HVP Indicators: Tolerance & Meaningfulness of Work
Part 2: The first part of "Who You Are," or Know Thyself starts with clearly seeing yourself
Note: These two indicators fall under the umbrella of the Noticing and Self-Regard indictors so refer to that article if more info is helpful.
These two indicators are subsets of the first two we started with: Noticing and Self-Regard, which reflect our bandwidth for clearly noticing and paying attention to information in and around us.
Talking about “information” in the world is pretty broad. Most everything in the world fits into one of three categories—People, Work/Things and Ideas/Systems.
These three categories can be used to clarify types of information, and also types of thinking, areas of integrity, and strengths that people bring to a group.
The People category includes the intrinsic value of humans, qualities that make each person irreplaceably unique, and connection with ourselves and other people.
When we put that together, the Tolerance and Meaningfulness of Work indicators are about our bandwidth to specifically take in the People-category of information. (The next two pairs focus on the Work and Ideas categories.)
The gift in these two indicators is that they reflect how we are cruising through life in regard to our relationships with others and connection with ourselves.
Seeing the Unique Value of Others
Tolerance is the external World-side indicator in this pair. It reflects our bandwidth to clearly notice and pay attention to information relating to people, relationships, and interpersonal communication. It’s about the clarity of the lens that we see other people through, the way we notice and interpret non-verbal cues, our appreciation of the unique qualities of other people.
When you think of the people in your life who you love, you know the qualities that make them completely irreplaceable to you. That’s the difference between seeing people for who they are, rather than for what they do, the roles or titles they hold, or stuff they own.
Tolerance is about how clearly we see and value others for who they are as unique humans.

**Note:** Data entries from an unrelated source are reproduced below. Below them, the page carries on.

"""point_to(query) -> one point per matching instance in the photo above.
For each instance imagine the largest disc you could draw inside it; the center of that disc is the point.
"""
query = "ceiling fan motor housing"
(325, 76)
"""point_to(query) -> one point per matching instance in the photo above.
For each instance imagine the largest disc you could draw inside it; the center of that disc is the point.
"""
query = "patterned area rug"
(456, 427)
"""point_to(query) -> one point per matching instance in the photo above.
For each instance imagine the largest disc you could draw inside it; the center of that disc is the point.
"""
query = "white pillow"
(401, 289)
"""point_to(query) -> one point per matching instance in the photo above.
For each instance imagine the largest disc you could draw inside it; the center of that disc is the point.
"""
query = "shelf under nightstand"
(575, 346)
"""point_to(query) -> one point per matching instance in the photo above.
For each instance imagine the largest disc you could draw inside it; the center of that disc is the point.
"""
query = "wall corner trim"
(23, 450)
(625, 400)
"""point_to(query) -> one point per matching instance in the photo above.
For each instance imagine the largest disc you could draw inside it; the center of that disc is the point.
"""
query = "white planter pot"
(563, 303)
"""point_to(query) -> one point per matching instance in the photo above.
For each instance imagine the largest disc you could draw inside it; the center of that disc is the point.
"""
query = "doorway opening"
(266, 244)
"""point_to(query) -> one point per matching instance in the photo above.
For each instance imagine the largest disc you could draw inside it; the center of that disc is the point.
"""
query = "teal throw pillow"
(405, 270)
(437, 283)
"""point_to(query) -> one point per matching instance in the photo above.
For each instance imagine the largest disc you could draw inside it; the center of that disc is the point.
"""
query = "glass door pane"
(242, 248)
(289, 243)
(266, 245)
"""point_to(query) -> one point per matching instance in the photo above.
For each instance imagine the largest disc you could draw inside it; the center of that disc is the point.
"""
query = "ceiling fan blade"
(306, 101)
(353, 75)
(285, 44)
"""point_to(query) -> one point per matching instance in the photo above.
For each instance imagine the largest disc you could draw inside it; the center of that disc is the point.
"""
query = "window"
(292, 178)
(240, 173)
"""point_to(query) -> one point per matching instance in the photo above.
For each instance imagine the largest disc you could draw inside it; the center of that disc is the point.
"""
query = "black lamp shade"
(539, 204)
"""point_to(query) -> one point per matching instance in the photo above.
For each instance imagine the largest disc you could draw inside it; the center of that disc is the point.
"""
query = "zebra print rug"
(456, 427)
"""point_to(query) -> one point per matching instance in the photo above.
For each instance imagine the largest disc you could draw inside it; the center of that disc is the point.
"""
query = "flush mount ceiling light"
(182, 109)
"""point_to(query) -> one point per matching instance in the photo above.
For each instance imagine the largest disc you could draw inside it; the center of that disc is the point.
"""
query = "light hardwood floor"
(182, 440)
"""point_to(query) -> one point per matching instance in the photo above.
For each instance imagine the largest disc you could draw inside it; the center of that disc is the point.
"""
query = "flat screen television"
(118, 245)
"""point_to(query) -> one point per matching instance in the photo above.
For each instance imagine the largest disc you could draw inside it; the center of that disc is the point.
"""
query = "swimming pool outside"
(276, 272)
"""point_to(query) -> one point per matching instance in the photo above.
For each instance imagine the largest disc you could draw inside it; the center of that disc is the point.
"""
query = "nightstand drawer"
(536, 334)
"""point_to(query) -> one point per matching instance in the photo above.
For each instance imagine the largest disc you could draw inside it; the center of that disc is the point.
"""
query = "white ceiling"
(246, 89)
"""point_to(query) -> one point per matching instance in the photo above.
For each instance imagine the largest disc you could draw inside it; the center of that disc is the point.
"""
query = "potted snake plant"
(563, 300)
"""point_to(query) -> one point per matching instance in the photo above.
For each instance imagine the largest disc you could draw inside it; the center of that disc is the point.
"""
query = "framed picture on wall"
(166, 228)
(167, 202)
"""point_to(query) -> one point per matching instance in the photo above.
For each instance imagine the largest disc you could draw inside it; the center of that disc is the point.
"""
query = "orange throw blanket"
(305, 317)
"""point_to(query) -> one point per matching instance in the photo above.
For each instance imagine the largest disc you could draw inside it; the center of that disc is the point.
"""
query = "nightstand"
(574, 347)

Experiencing The Unique Value of Ourselves
On the internal Self-side, Meaningfulness of Work is about our bandwidth to see and experience our personal uniqueness in our own life. So this indicator reflects how much meaningfulness we experience in our own life, based on our ability to see and know ourselves.
Practically, this is knowing things about our preferences, likes and dislikes, what makes us laugh. It’s also knowing our shadows and what we know we cannot sacrifice to maintain our integrity.
Meaningfulness of Work—which really could be thought of as Meaningfulness of Self—is about our bandwidth to see and know ourself deeply, for who we are as unique human beings.
In Real Life
In a nutshell, this information reflects the clarity of the lens we see others and ourselves through as we move through life.
There are a million distractions that serve to muck up the lens we see people through, but we can notice it’s happening when our brain is too busy with thoughts, reactions, and emotions to be present to the other person.
Signals that our lens or windshield might not be clear are things like:
Feeling too rushed to really engage in a conversation.
Feeling too emotional or angry to understand what the other person means, or to clarify what they are saying.
Bracing for conflict or for emotional reactions about differences.
When we feel that relaxed and solid openness that makes it feel like we can listen, feel calm, and ask questions to make sure that we’re understanding correctly, we’re dealing with a pretty clear lens. Even when the situation is uncomfortable, the ability to be this way in it feels pretty dang good.
On the internal Self-side, we can learn our personal signals that we aren’t appreciating our own qualities in the same way we value the people around us. As a result, we’re not getting to experience our life as meaningful as it could be if we were seeing and appreciating more of our intrinsic value.
For me, being resentful or bitter is one of my tip-offs that I’m dismissing important things about myself. It’s like a little nudge to pause and figure out what’s going on down in the basement.
Signals can be things like finding yourself frustrated, angry, disappointed, or bitter.
In my own experience, this was a pretty challenging indicator for me. I had the idea that focusing on the things that made other people special and interesting, while downplaying these same qualities in myself, was the way to be other-oriented.
But here’s the funny thing that happened to me. The more I grow to respect my own unique strengths, the more open and comfortable I am seeing and respecting, and even liking, different strengths, perspectives, and choices in others.
Becoming clear about who you are opens the door to see others for who they are.